Il 17 e 18 marzo, la presenza di Elisa Mazzoli, autrice e narratrice tra le voci più significative della letteratura per l’infanzia odierna, ha offerto a studenti universitari, docenti e bambini un’occasione preziosa di incontro attorno al valore profondo della lettura, intesa non solo come pratica didattica, ma come esperienza relazionale capace di generare pensiero di comunità.
Il primo appuntamento si è svolto il 17 marzo, all’interno del Laboratorio di Letture per la prima infanzia del corso di laurea in Scienze dell’educazione e della formazione dell’Università degli Studi della Basilicata.
Ospite della professoressa Clelia Tomasco, Mazzoli ha dialogato con gli studenti e le studentesse a partire dai suoi più recenti saggi per adulti, Raccontare conta.

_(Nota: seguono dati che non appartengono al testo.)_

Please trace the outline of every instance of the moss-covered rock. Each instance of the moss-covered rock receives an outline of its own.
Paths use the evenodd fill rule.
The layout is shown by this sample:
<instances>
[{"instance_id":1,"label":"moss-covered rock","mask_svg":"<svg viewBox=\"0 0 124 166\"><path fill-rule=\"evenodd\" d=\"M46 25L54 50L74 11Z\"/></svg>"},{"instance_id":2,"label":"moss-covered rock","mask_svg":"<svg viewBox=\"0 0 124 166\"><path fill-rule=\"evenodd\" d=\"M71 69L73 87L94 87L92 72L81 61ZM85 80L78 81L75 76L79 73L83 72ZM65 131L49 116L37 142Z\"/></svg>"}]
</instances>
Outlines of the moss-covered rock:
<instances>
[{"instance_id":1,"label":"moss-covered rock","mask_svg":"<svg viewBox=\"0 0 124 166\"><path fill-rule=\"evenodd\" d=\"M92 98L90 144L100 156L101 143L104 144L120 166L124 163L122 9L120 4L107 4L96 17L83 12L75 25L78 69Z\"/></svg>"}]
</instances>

La mediazione narrativa nell’infanzia fa la differenza (San Paolo Edizioni) e La lettura con i più piccini.
Un prontuario in 12 mosse (Il Leone verde edizioni).

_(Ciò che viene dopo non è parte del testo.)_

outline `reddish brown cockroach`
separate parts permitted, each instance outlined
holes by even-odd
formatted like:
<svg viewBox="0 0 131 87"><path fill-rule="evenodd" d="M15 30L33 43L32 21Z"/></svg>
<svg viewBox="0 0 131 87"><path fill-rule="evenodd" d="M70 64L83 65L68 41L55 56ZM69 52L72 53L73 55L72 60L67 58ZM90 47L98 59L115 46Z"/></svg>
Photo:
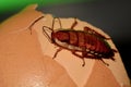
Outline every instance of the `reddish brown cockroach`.
<svg viewBox="0 0 131 87"><path fill-rule="evenodd" d="M114 55L117 51L111 49L109 44L106 41L110 38L106 38L102 34L91 29L87 26L84 27L84 30L75 30L74 27L78 24L76 18L74 18L74 23L72 23L72 26L68 29L62 28L60 18L57 18L59 21L60 28L55 30L53 25L56 18L52 20L51 27L43 26L44 35L51 44L59 47L53 58L56 58L58 52L60 52L62 49L67 49L71 51L72 54L83 60L83 66L85 65L85 58L97 59L102 61L103 59L111 59L115 61ZM34 23L36 23L36 21ZM34 25L34 23L32 25ZM51 35L49 35L46 29L49 29ZM108 65L107 63L105 64Z"/></svg>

L’incontro si è configurato come uno spazio di riflessione condivisa sul ruolo della mediazione narrativa, intesa come ponte tra il testo e il bambino, tra l’adulto e l’infanzia.

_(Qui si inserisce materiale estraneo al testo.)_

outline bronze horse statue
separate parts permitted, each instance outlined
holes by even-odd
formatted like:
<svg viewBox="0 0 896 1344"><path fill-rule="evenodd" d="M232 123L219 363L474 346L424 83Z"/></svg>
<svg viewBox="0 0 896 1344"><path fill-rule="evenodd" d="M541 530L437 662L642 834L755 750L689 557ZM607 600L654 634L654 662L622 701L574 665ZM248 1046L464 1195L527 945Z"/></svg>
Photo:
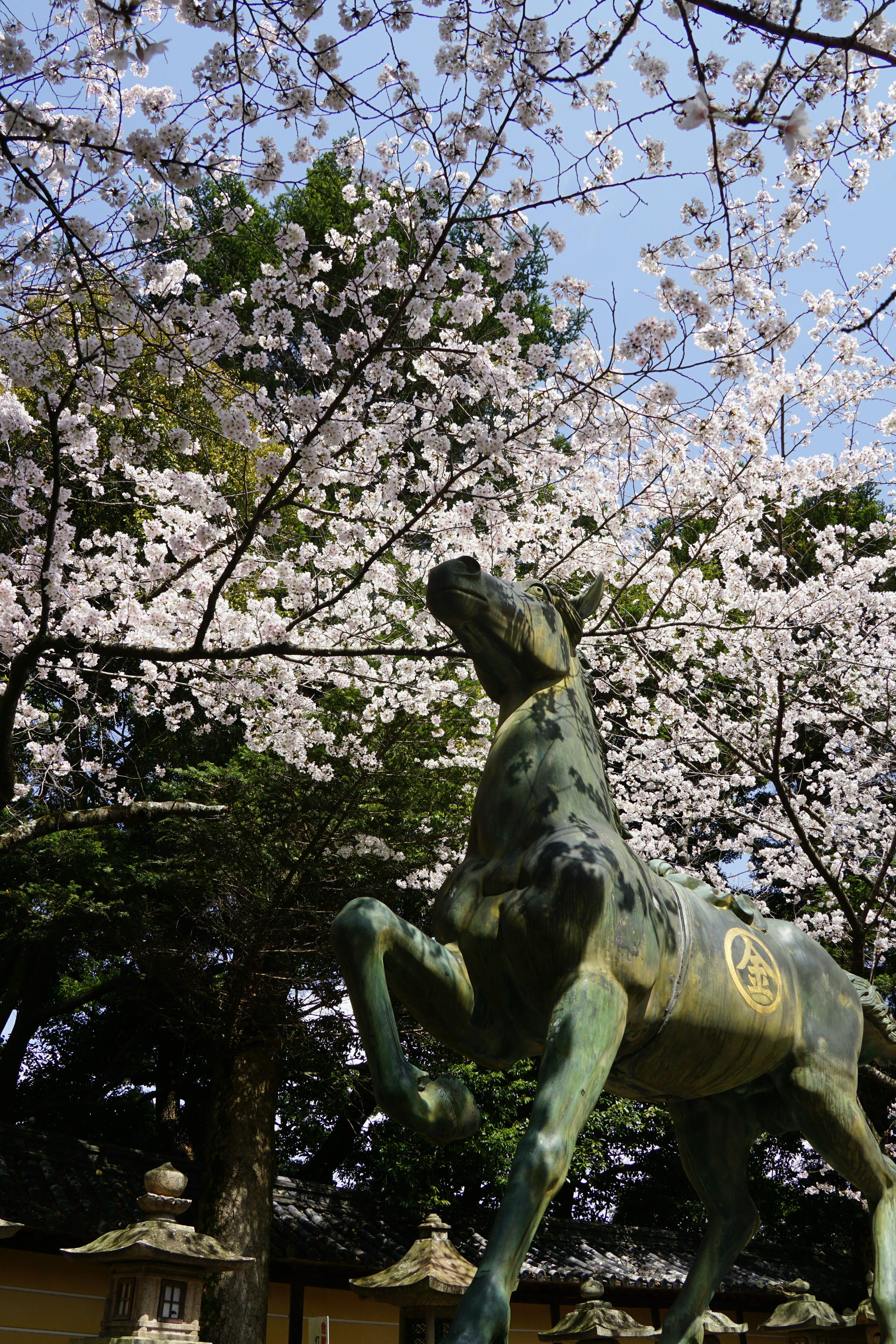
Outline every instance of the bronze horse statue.
<svg viewBox="0 0 896 1344"><path fill-rule="evenodd" d="M860 1060L896 1059L892 1023L876 992L794 925L746 923L625 843L575 653L600 591L599 579L572 602L469 556L430 573L430 610L500 704L469 848L437 896L434 938L373 899L333 923L387 1116L434 1142L465 1138L480 1118L458 1079L404 1058L390 993L488 1068L541 1055L532 1118L447 1341L506 1340L520 1266L606 1087L666 1102L707 1211L662 1344L703 1340L703 1314L759 1227L750 1146L786 1129L868 1199L873 1305L881 1344L896 1344L896 1165L856 1098Z"/></svg>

Al centro della discussione, la costruzione di uno spazio narrativo autentico quale luogo simbolico in cui la lettura diventa occasione di relazione, e opportunità per abitare il mondo.
Ampio spazio è stato dedicato anche agli espedienti stilistici, che Mazzoli definisce “Jolly narrativi”, attraverso cui autori e autrici riescono a coinvolgere bambine e bambini, rendendo la lettura un’esperienza viva, partecipata, capace di lasciare tracce durature.
Studenti e studentesse hanno vissuto l’esperienza con forte coinvolgimento ed hanno apprezzato sentitamente il lavoro svolto dalla Mazzoli, immersi nelle letture di albi illustrati e di narrativa che la scrittrice ha proposto loro, tra cui “Storie per stare insieme alle storie” – finalista del Premio Strega ragazze e ragazzi, “Noi” – selezionato nello scaffale Internazionale IBBY, e i cartonati della collana Melaleggi di Pulce Edizioni.
La giornata del 18 marzo ha visto l’autrice protagonista di momenti di lettura mediata nelle classi quinte del plesso “Tullio Trotta” dell’I.C. “Don Milani – Leopardi”, ospite della dirigente scolastica prof.ssa Marcella Anna Marsico e di Paola Benevento anche docente a contratto presso l’Università della Basilicata.
L’incontro, inserito nel percorso di promozione della lettura e di educazione narrativa portato avanti dall’istituto, si è caratterizzato per il potente coinvolgimento dei bambini che, preparati e appassionati, hanno rivolto all’autrice numerose domande sulla nascita delle storie, sul mestiere dello scrittore, sui personaggi che abitano i suoi libri e sui segreti della narrazione.
La scrittrice ha risposto con disponibilità e calore, trasformando ogni domanda in un’occasione per raccontare il valore dell’immaginazione, dell’ascolto e della lettura condivisa.
La mattinata si è conclusa con una visita alla biblioteca scolastica, dove Mazzoli ha potuto conoscere gli spazi dedicati ai giovani lettori. L’atmosfera è stata quella di un laboratorio vivo: scaffali aperti, curiosità in movimento, domande che nascevano spontanee tra un albo illustrato e l’altro.
L’incontro ha rappresentato un’occasione preziosa per avvicinare gli alunni al mondo dei libri attraverso la voce di chi li crea, rafforzando il legame tra scuola, biblioteca e territorio.
Un’esperienza che ha lasciato nei bambini entusiasmo, ispirazione e il desiderio di continuare a leggere, scrivere e fare domande.
Nel dialogo tra università, scuola e territorio si è reso visibile ciò che spesso resta implicito: la lettura non è un atto solitario, ma una pratica che genera senso condiviso ed apre spazi in cui ciascuno può riconoscersi.
Resta, allora, una traccia che non si esaurisce nei giorni trascorsi, ma continua a operare nel tempo lento della crescita: nelle aule universitarie, tra i banchi di scuola, nelle biblioteche e nei gesti quotidiani di chi sceglie di raccontare e di ascoltare.
Perché è lì, in quello spazio condiviso e sempre in costruzione, che prende forma una comunità capace di educare — e di educarsi — attraverso le storie.